2018年7月13日、東日本銀行(コンコルディアFG)が金融庁から業務改善命令を受けました。
【引用】
東日本銀行HP:当行に対する業務改善命令について(PDF)
金融庁HP:株式会社東日本銀行に対する行政処分について
業務改善命令の内容を以下にざっくりまとめてみました。
目次
業務改善命令を受けた理由
東日本銀行が業務改善命令を受けたのは、今回、「法令等遵守態勢」、「顧客保護及び顧客本位の業務運営態勢」、「経営管理態勢」について、以下の問題が認められたためです。
理由①:顧客の利益を害する業務運営を行っていたため
- 対価となるサービスや算出根拠が不明瞭な融資実行手数料を徴求
- 実質的に両建となる担保定期預金を徴求
- 上記の融資実行手数料は、利子補給付き制度融資の実行先(中小零細企業)から徴求している事例が多数存在
- さらに、手数料の徴求が禁止されている制度融資の実行先からも徴求している事例が多数存在(⇒制度融資の目的や趣旨を逸脱)
理由②:支店における不適切な融資と態勢の不備があったため
- 営業成績を上げるため、特定の副支店長が、特定のグループから紹介された営業エリア内に実態の融資先について、当該融資先に営業所の登記を行わせ、支店長を欺いて支店長専決権限を行使させるといった不適切な融資を多数実行し、結果として多額の損失が発生
- 上記と異なる複数支店において、支店長が当行OBを通じて紹介された営業エリア内に実態のない融資先について、当該融資先の営業所の登記を行わせ、融資資金で市場価格を大幅に上回る不動産を購入すること等を知りながら、支店長専決権限により融資を実行し、多額の損失が発生
- なお、上記と類似性のある不適切な融資は、過去にも別の支店において発生しているが、当時策定された再発防止策の根本原因分析等が十分ではないため、同様の不適切な融資が再発している状況
理由③:本部の牽制機能が欠如していたため
- 監査部は事務面の監査しか行っておらず、上記の融資実行手数料や実質的に両建となる担保預金の徴求及び不適切な融資が繰り返されていることを発見できていない
- また、融資部、営業統括部による支店の営業に関するモニタリングにおいても、多額の融資実行手数料の徴求や不適切な融資等の早期発見に至っていない
理由④:投資信託販売業務における虚偽報告等があったため
- 投資信託販売や投資信託購入者に対する事後対応について、数多くの支店において多数の職員が実態と異なる虚偽報告等を行っている
- また、投資信託購入者に対する事後対応について、前回の当局検査において同様の指摘がなされているが、当時の再発防止策は抜本的な改善策とはなっておらず、実態と異なる虚偽報告等が再発
理由⑤:収益確保やOHRの低下を優先し、内部管理態勢の整備を疎かにしたため
上記①から④までの問題発生の要因としては、役職員の法令等遵守や顧客保護及び顧客本位の業務運営に関する意識が乏しい企業文化となっている中、経営陣が新規取引獲得に偏重した営業姿勢の下、収益確保やOHRの低下を優先し、業務の適切性を確保するための内部管理態勢の整備を十分に行ってこなかったことが根本原因であると認められる。
一部省略・加工しましたが、業務改善命令を受けたのは以上のような理由になります。
これにより、東日本銀行には「健全かつ適切な業務運営を確保するため、内部管理態勢及び経営管理態勢を見直し、強化すること」が求められています。
続く不正融資。
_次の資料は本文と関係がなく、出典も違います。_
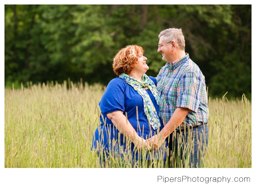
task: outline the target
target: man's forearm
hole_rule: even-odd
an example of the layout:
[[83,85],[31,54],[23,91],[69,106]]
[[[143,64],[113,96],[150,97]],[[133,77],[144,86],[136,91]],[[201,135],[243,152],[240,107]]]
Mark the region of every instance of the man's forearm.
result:
[[164,128],[159,134],[161,134],[162,133],[163,138],[167,138],[181,124],[188,113],[190,111],[189,109],[187,108],[177,108],[173,112],[169,121],[164,127]]

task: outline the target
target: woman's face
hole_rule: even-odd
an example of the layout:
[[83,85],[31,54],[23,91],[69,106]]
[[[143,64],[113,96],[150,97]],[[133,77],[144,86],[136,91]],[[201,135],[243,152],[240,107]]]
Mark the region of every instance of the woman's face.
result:
[[133,65],[133,71],[135,73],[137,72],[144,74],[149,68],[146,63],[146,61],[148,59],[144,56],[141,53],[139,54],[138,58],[138,63]]

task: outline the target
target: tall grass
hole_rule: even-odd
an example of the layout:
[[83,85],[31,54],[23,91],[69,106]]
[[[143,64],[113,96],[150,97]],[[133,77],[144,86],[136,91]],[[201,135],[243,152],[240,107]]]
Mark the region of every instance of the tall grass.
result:
[[[29,83],[27,88],[22,84],[21,89],[5,90],[5,167],[100,167],[100,158],[91,148],[100,124],[98,104],[105,88],[82,83]],[[251,167],[250,102],[243,96],[229,101],[225,97],[209,98],[208,103],[204,167]],[[185,146],[188,151],[193,150],[190,144]],[[149,166],[144,161],[134,165],[129,157],[111,155],[106,167],[165,166],[154,159]],[[174,157],[171,161],[177,161]],[[189,167],[184,161],[185,167]]]

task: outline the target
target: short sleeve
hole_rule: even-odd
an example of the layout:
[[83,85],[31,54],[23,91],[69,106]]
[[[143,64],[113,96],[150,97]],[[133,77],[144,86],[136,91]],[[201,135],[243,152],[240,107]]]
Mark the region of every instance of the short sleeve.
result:
[[188,108],[197,112],[200,101],[202,80],[193,72],[182,76],[177,88],[177,107]]
[[116,77],[108,83],[99,103],[100,110],[103,113],[124,111],[125,82],[122,79]]

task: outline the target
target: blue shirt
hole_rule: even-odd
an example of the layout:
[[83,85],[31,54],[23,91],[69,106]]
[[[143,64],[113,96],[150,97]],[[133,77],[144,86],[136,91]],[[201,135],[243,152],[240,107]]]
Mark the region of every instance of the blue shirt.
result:
[[[156,78],[150,77],[156,84]],[[159,105],[150,90],[147,89],[146,91],[159,115]],[[125,113],[127,113],[128,120],[139,136],[145,139],[150,138],[151,134],[153,136],[155,133],[156,134],[157,130],[153,130],[148,124],[147,116],[144,113],[141,96],[123,79],[117,77],[111,81],[108,84],[99,105],[101,112],[101,115],[100,116],[101,124],[99,128],[97,128],[95,131],[92,149],[93,148],[97,149],[98,143],[100,144],[100,149],[103,148],[108,152],[117,153],[121,156],[123,156],[124,153],[127,152],[131,154],[133,159],[141,159],[141,157],[133,152],[134,144],[132,142],[131,144],[130,149],[126,149],[125,137],[113,125],[112,122],[106,115],[108,113],[116,111],[123,111],[125,115]],[[137,119],[136,106],[138,106],[139,121]],[[160,122],[161,130],[163,126],[161,120]],[[151,151],[154,151],[154,153],[159,153],[161,151],[164,153],[164,149],[161,149],[158,152],[153,150]],[[100,149],[98,149],[98,151],[100,152]],[[146,158],[149,159],[149,157]]]

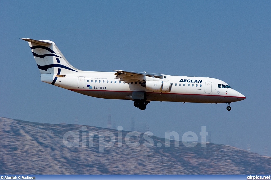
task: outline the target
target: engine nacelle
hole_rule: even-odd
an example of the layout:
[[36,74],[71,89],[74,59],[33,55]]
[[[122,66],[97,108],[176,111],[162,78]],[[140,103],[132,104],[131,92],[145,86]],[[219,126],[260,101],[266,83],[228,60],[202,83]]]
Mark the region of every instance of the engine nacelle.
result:
[[153,91],[169,93],[171,90],[172,84],[162,81],[147,81],[141,84],[141,86]]
[[[162,82],[163,82],[162,81]],[[162,90],[160,92],[162,93],[169,93],[171,91],[172,87],[172,83],[169,82],[163,82],[163,86],[162,88]]]
[[141,86],[153,91],[161,92],[163,88],[162,81],[147,81],[141,84]]

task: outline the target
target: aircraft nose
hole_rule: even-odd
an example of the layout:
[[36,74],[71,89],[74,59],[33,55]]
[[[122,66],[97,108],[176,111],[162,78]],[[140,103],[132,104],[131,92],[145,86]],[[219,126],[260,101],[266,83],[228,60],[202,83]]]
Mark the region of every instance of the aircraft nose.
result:
[[246,96],[238,91],[237,91],[237,95],[238,96],[243,99],[242,100],[244,100],[246,98]]

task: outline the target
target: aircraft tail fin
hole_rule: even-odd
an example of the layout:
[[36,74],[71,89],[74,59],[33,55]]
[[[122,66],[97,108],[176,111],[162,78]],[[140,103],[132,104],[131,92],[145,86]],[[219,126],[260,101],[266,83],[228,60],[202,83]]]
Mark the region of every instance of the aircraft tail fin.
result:
[[54,42],[21,38],[28,42],[40,74],[65,74],[80,71],[69,63]]

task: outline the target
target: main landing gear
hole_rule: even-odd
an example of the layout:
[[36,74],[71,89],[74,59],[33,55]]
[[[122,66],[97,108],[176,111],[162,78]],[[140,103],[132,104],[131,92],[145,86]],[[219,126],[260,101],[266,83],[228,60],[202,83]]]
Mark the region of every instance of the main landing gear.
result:
[[228,106],[227,106],[227,110],[229,111],[231,110],[231,106],[230,106],[230,103],[228,103]]
[[143,100],[136,100],[134,102],[134,105],[139,108],[140,110],[143,110],[146,109],[146,106],[149,103],[149,101]]

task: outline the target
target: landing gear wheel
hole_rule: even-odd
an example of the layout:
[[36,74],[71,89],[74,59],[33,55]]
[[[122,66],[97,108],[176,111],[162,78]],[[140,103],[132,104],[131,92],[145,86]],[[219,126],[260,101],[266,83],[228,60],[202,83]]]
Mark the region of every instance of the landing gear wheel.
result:
[[140,104],[139,102],[138,101],[136,101],[134,102],[134,106],[135,106],[136,107],[139,107]]
[[146,109],[146,105],[144,104],[142,104],[140,106],[138,107],[139,109],[142,110],[145,110]]

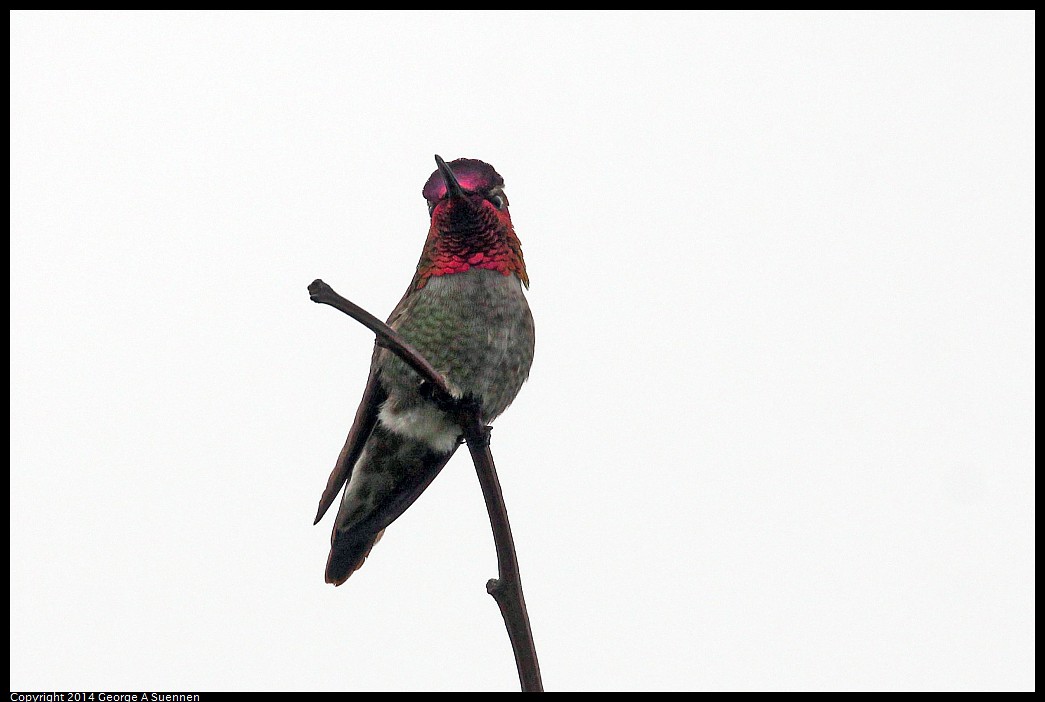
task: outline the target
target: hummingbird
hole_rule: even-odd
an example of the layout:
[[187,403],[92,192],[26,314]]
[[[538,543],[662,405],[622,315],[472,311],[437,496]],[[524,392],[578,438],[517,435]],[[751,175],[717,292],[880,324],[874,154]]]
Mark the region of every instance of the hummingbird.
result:
[[[421,352],[483,422],[503,413],[533,361],[534,326],[522,248],[504,179],[487,163],[436,156],[421,194],[428,236],[414,278],[387,324]],[[320,498],[316,522],[344,488],[326,582],[363,565],[385,529],[432,483],[461,444],[461,428],[421,376],[375,344],[348,439]]]

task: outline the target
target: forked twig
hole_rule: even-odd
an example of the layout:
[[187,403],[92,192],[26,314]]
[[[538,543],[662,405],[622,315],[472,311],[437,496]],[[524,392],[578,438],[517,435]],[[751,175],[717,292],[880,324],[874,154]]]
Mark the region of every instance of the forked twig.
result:
[[527,614],[522,584],[519,581],[515,542],[512,540],[512,530],[508,523],[505,499],[501,494],[501,482],[493,465],[493,453],[490,452],[490,427],[483,423],[479,404],[455,399],[446,380],[417,349],[404,342],[394,329],[376,317],[338,295],[322,280],[312,281],[308,286],[308,296],[312,302],[330,305],[377,334],[377,343],[380,346],[402,358],[431,384],[433,399],[452,410],[451,414],[461,425],[461,432],[475,465],[497,553],[497,577],[487,582],[486,591],[493,596],[497,608],[501,609],[501,616],[505,619],[508,638],[511,639],[512,650],[515,652],[515,668],[518,670],[522,692],[543,692],[540,669],[537,665],[537,651],[533,645],[530,617]]

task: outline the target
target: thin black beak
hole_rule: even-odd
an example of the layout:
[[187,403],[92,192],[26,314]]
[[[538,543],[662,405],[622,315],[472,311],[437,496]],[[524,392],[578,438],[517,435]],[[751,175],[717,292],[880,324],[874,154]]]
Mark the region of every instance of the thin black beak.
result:
[[443,182],[446,183],[446,194],[448,194],[452,200],[460,200],[464,197],[464,189],[461,187],[461,184],[457,182],[457,177],[438,154],[436,154],[436,165],[439,166],[439,172],[443,174]]

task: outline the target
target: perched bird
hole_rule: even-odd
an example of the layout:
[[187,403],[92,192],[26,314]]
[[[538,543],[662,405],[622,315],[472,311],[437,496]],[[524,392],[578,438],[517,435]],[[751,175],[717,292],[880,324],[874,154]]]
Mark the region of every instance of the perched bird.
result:
[[[414,279],[388,325],[446,379],[479,402],[490,423],[515,399],[533,361],[533,317],[522,248],[504,179],[487,163],[458,159],[424,184],[432,225]],[[342,487],[326,582],[341,585],[385,528],[410,507],[457,449],[461,428],[422,392],[421,377],[375,347],[370,377],[345,447],[320,498],[316,523]]]

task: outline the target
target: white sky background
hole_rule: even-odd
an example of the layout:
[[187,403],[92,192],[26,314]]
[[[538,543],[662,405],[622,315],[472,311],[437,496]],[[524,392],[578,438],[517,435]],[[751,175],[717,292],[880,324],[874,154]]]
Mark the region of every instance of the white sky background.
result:
[[504,176],[548,689],[1031,689],[1035,16],[11,16],[11,689],[517,689],[466,451],[316,505]]

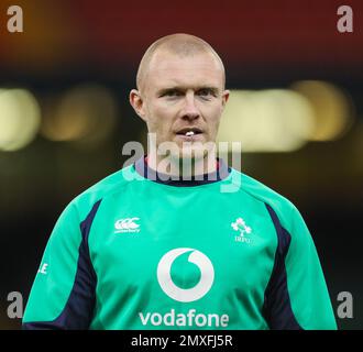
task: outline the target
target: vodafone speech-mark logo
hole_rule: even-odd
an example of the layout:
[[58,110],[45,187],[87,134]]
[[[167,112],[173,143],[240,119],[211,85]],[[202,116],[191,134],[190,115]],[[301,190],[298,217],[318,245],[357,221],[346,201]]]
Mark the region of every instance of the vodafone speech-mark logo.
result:
[[[174,261],[186,252],[191,252],[188,262],[197,265],[200,270],[199,283],[193,288],[180,288],[176,286],[170,276]],[[164,293],[170,298],[189,302],[204,297],[211,288],[215,279],[215,268],[209,257],[194,249],[175,249],[161,258],[157,265],[157,280]]]

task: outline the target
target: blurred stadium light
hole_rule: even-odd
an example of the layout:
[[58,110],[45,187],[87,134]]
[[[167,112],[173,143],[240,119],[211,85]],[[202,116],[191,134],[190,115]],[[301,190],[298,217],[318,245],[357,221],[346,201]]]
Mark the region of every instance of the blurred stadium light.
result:
[[35,138],[41,109],[34,96],[24,89],[0,89],[0,150],[18,151]]
[[112,92],[95,84],[72,88],[48,110],[41,129],[45,138],[87,145],[107,139],[118,116]]
[[293,88],[232,90],[218,141],[240,141],[250,153],[293,152],[346,133],[353,107],[342,90],[323,81],[298,81]]
[[243,152],[292,152],[306,144],[314,123],[309,101],[297,92],[233,90],[218,141],[240,141]]
[[294,90],[306,97],[315,112],[316,128],[311,141],[342,138],[353,122],[353,105],[348,92],[338,86],[318,80],[297,81]]

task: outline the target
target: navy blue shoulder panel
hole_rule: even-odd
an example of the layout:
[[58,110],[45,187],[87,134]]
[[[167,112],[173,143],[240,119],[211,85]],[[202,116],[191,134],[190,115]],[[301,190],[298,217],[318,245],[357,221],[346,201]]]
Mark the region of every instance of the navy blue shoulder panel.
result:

銀行の収益構造はもはや限界なのか?
不正融資に関しては、商工中金やスルガ銀行も最近話題にあがったばかりですね。
当然、不正融資を行うのは問題外なのですが、ここ最近、立て続けに不正融資が発覚しているのを見てると、銀行の収益構造に限界がきてるのも原因の1つなのかなと思ったりもします。
正攻法で利益を上げている銀行は良いのですが、不正をして利益のかさ上げを行っている銀行は、金融庁に指摘され、淘汰されていく流れができてきているのかも・・・
金融庁もこれからは「不適切融資が行われていないか?」といった所に焦点を当てて、銀行のモニタリングをしていくのではないかと予想されます。
銀行の収益構造が厳しいのは事実ですが、不正をしてまで利益を出しても意味がありません。それこそ、その銀行の存在意義が疑われてしまいます。
このあたりで再度、銀行業界全体で襟を正す必要があるのかもしれませんね。